Mining Synonymous Transliterations from the World Wide Web

  • Authors:
  • Chung-Chian Hsu;Chien-Hsing Chen

  • Affiliations:
  • National Yunlin University of Science and Technology;National Yunlin University of Science and Technology

  • Venue:
  • ACM Transactions on Asian Language Information Processing (TALIP)
  • Year:
  • 2010

Quantified Score

Hi-index 0.00

Visualization

Abstract

The World Wide Web has been considered one of the important sources for information. Using search engines to retrieve Web pages can gather lots of information, including foreign information. However, to be better understood by local readers, proper names in a foreign language, such as English, are often transliterated to a local language such as Chinese. Due to different translators and the lack of translation standard, translating foreign proper nouns may result in different transliterations and pose a notorious headache. In particular, it may cause incomplete search results. Using one transliteration as a query keyword will fail to retrieve the Web pages which use a different word as the transliteration.
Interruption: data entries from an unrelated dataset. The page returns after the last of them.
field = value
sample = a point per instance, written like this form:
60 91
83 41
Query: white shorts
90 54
Consequently, important information may be missed. We present a framework for mining synonymous transliterations as many as possible from the Web for a given transliteration. The results can be used to construct a database of synonymous transliterations which can be utilized for query expansion so as to alleviate the incomplete search problem. Experimental results show that the proposed framework can effectively retrieve the set of snippets which may contain synonymous transliterations and then extract the target terms. Most of the extracted synonymous transliterations have higher rank of similarity to the input transliteration compared to other noise terms.